After reading the source code, I noted three very interesting things:

  • the secret key stored in the SECRET_KEY attribute of the app’s config
  • the condition that prevents the XML input to contain the text word
  • the call to ElementInclude.include(root)

At first, I didn’t understand why they put this condition preventing the use of the text word, so I just ignored it for the moment and searched more informations about the second point, the include call.

In the Python documentation for the xml module, this function is explained in the section about XInclude. In short, this is just a way to include data in an XML document, which can be XML (the default) but also plain text.
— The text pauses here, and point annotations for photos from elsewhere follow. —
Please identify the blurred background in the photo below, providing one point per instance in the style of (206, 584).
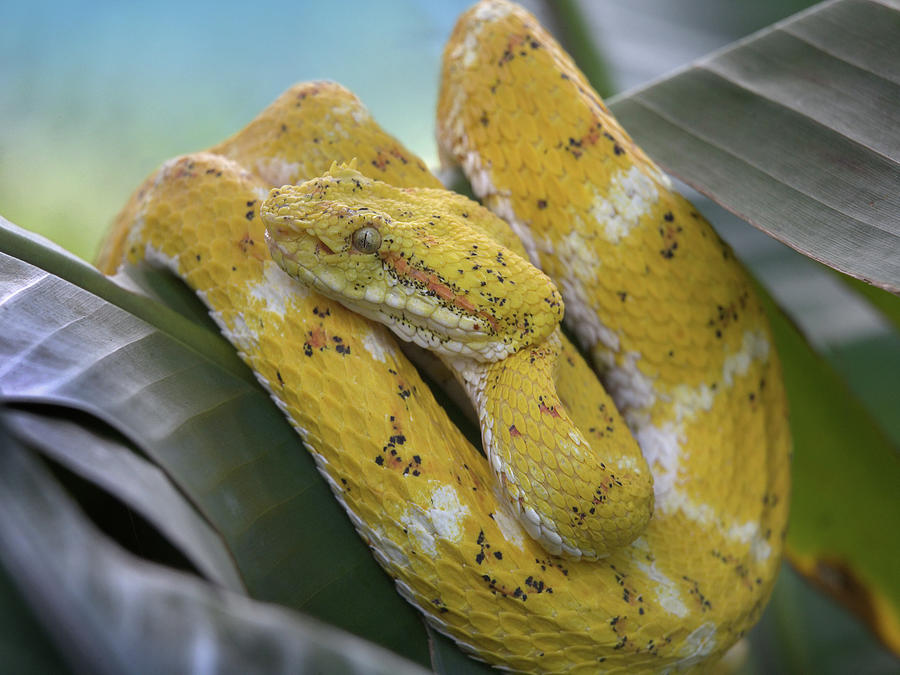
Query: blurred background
(96, 94)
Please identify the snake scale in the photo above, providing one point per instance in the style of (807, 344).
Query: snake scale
(652, 559)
So the idea is to include the app.py file as plain text in our XML document to leak the secret key. Let’s try that.

<xi:include href="app.py" parse="text"/>

Now the text condition started making sense. It’s a protection that tries to prevent us from using a text include.
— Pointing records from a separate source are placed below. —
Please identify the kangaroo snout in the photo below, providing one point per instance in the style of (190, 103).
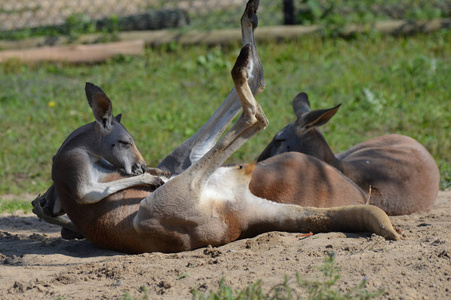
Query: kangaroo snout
(139, 168)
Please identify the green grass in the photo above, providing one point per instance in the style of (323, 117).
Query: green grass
(386, 85)
(321, 288)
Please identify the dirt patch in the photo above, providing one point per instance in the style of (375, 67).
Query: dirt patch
(35, 263)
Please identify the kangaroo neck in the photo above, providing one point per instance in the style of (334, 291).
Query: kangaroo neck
(314, 144)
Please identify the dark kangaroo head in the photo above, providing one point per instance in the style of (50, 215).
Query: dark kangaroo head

The only two values allowed for the parse attribute in Python’s XML module are xml and text, xml being the default if missing. There’s no other way to include a text file.
I searched a lot how I could encode characters so that they are interpretered as the word text without being written as such in the XML, or how I could split the word in some kind of “variables” that I could concatenate.
But after a lot of research, I unfortunately didn’t find anything to do one of these. I got stuck here and couldn’t flag this challenge during the CTF.
These were actually pretty good ideas I had, because in the end, both these methods were possible to solve the challenge. Maybe I should have continue to make Google searches.

Here is the kind of “concatenated variables” solution. It uses internal entities.
We could actually use XML entities to act as variables and combine them to recreate the text word:

<!DOCTYPE replace [ <!ENTITY x "tex"> <!ENTITY y "&x;t"> ]>
<document xmlns:xi="http://www.w3.org/2001/XInclude">
    <pre>
        <xi:include parse="&y;" href="app.py"/>
    </pre>
</document>

And that’s it, we get the content of the app.py file. But this isn’t the end yet: as you can see, the key variable is actually taken from the process environment.
So we just have to use the same process to include the content of /proc/self/environ.

In Chromium based browsers, as the alert pop up with the result contains a lot of text, its content is truncated and you can’t see much further. So I just started Firefox instead, where the alert pop up contains everything.

Just after the key which is a lot of ds, we can see a FLAG environment variable.